И мы с Рафаэлем решительно надели лыжи, а тренер сразу дал нам несколько советов, как держаться на первых порах.
Родители не хотели, чтобы я ехал кататься на лыжах. Во-первых, им было непонятно, с чего вдруг школа озаботилась такой экскурсией. Школа, она для ученья, а не для забав. Во-вторых, они беспокоились, как бы со мной чего не случилось. И в-третьих, хоть плата за поездку была невелика, для них она была лишним расходом.
Но я настаивал: поедет весь класс! Я что, один буду сидеть в школе?
И еще я приврал: мы не будем кататься на лыжах, только на санках, и потом будем изучать растения и снег, такое нам дали задание.
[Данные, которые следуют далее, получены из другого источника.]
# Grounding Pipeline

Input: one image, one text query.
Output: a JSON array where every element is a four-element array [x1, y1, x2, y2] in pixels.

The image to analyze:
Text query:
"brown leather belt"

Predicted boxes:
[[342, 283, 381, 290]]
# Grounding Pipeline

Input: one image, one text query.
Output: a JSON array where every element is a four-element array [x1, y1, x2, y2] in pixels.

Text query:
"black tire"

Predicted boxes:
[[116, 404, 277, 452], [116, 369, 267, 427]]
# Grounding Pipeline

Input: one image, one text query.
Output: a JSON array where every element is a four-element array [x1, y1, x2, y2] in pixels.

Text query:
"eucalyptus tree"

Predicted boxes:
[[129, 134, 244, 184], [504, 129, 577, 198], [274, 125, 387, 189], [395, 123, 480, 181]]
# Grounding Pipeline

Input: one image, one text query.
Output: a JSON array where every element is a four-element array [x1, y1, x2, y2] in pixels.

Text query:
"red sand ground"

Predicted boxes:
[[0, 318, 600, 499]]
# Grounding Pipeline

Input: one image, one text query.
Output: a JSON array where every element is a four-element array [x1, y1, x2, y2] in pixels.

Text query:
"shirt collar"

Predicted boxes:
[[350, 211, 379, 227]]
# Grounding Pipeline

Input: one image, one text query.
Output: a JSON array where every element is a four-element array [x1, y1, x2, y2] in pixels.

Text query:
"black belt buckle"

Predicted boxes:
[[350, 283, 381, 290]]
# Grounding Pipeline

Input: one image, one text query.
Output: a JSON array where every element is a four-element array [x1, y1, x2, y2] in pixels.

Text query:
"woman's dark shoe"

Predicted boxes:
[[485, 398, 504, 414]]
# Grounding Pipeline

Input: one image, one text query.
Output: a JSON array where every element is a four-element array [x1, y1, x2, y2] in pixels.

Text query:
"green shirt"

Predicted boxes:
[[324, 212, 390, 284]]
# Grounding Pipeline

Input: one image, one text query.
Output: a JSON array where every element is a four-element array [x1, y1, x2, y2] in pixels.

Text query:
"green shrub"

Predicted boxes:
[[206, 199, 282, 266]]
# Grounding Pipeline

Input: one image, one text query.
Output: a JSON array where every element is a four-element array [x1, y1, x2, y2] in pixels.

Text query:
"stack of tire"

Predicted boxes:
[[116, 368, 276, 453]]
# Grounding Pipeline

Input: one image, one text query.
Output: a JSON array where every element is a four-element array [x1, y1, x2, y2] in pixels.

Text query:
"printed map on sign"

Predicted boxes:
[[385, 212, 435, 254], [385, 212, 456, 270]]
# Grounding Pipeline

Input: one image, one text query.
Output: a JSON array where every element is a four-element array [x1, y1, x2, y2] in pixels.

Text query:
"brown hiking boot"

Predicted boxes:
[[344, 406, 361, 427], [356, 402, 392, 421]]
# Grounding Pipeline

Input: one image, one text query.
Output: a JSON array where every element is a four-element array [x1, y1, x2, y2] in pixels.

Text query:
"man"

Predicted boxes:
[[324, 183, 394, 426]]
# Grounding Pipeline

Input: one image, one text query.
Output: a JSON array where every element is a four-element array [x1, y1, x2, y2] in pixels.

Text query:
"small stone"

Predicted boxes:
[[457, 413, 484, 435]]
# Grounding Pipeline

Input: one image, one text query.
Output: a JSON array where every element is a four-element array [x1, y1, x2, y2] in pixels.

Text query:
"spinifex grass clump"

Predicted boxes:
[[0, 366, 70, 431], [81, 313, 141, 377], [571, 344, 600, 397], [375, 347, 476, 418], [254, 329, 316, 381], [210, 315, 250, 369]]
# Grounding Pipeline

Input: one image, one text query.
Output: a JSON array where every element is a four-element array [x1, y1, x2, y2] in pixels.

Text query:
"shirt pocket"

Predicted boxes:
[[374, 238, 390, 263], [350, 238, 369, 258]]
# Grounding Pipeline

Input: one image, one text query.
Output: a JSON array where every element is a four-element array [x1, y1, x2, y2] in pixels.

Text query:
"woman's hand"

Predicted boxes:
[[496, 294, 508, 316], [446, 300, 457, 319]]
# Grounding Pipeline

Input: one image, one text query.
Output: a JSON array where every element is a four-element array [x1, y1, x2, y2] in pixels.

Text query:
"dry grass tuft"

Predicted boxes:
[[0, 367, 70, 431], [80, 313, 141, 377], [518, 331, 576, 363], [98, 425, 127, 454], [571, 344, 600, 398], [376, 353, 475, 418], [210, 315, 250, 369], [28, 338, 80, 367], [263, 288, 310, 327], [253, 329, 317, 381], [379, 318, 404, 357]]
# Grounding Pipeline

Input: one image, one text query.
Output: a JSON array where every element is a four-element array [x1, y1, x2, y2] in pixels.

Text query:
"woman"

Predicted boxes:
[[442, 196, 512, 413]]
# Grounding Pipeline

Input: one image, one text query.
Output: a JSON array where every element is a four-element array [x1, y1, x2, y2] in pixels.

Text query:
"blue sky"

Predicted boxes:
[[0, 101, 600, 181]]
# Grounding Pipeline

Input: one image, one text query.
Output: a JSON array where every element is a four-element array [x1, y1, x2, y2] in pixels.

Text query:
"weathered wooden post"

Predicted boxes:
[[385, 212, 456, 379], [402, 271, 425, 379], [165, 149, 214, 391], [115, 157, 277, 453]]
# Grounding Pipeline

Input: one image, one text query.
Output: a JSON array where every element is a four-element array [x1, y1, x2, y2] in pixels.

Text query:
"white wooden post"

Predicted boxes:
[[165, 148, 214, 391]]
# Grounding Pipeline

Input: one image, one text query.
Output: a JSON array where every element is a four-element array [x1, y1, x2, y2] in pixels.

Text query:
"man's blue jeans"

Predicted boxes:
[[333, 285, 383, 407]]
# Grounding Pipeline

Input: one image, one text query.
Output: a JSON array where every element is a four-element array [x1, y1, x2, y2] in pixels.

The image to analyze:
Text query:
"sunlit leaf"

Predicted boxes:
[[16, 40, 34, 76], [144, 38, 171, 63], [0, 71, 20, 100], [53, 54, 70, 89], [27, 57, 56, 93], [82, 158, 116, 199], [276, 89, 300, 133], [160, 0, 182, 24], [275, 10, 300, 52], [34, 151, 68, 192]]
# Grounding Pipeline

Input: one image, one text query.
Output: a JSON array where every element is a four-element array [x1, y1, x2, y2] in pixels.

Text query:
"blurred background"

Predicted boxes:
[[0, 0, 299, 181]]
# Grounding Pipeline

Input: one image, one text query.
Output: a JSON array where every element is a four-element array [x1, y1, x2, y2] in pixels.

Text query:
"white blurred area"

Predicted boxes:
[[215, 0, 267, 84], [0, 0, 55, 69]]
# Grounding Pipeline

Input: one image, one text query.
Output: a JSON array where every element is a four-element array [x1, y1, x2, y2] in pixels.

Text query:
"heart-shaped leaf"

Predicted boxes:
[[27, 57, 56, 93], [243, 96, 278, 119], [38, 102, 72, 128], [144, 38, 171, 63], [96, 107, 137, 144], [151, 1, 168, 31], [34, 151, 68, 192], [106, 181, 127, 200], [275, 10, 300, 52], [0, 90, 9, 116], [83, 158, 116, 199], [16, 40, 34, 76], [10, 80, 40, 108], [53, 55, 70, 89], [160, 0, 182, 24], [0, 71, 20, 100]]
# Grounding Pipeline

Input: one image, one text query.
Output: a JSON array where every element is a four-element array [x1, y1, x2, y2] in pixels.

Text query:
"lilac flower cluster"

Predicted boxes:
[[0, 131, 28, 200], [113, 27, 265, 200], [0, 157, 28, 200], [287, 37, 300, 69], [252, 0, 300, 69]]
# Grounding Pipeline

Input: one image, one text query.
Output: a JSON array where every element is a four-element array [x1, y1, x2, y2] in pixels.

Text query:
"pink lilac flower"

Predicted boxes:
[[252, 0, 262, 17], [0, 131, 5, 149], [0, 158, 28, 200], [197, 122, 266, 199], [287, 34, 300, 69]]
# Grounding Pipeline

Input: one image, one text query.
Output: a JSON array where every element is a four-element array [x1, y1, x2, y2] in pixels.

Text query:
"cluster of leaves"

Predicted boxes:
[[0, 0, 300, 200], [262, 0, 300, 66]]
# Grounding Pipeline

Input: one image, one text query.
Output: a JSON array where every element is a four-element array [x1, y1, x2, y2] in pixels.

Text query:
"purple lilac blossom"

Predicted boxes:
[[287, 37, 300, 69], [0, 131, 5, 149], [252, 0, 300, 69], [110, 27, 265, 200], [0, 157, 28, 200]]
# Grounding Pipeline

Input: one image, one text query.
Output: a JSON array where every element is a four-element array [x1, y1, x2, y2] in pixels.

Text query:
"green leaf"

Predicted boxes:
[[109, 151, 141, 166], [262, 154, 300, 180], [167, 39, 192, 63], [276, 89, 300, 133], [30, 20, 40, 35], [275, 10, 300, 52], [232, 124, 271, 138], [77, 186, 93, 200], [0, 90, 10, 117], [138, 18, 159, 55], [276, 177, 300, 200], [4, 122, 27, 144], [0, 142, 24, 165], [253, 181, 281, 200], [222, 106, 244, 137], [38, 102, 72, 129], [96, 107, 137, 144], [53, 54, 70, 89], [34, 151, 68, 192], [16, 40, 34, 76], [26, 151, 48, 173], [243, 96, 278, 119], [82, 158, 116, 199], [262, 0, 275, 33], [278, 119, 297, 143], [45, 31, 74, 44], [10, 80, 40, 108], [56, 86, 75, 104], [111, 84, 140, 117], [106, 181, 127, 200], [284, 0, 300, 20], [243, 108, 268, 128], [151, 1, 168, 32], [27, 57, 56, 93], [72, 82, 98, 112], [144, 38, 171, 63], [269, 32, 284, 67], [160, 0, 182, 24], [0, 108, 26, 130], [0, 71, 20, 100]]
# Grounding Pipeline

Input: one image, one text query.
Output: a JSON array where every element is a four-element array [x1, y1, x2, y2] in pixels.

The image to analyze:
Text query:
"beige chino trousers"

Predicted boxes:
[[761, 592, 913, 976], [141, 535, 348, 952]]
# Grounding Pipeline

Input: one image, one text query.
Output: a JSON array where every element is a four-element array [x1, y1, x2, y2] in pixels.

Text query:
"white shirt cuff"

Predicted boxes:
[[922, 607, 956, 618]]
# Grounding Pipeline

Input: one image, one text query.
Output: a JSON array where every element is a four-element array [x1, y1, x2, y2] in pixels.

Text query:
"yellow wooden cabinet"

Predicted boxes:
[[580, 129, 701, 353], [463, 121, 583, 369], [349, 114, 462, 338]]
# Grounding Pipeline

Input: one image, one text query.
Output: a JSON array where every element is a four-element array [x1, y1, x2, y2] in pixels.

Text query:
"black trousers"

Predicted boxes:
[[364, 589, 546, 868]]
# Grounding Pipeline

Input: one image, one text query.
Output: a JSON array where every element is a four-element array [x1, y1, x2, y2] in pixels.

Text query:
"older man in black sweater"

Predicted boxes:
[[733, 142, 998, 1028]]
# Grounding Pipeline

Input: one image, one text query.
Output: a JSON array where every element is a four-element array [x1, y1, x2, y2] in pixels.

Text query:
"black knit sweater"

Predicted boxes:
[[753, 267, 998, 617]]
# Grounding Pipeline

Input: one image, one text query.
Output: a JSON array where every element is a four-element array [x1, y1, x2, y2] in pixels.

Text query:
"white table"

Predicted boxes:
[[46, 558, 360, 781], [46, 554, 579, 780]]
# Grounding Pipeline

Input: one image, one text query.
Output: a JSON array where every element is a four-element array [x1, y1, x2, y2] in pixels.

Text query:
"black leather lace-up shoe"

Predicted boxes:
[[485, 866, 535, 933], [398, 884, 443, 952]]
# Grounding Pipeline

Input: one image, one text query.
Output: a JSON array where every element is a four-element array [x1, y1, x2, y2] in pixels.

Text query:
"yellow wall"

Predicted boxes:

В конце концов родители согласились.
И теперь страстное желание улетучилось, и я боялся оскандалиться.
Зато когда надел лыжи, страх пропал. Мы все выглядели очень смешными! Кто-то сразу не сумел удержать равновесие, заскользил назад, шлепнулся и не мог подняться, все радостно засмеялись.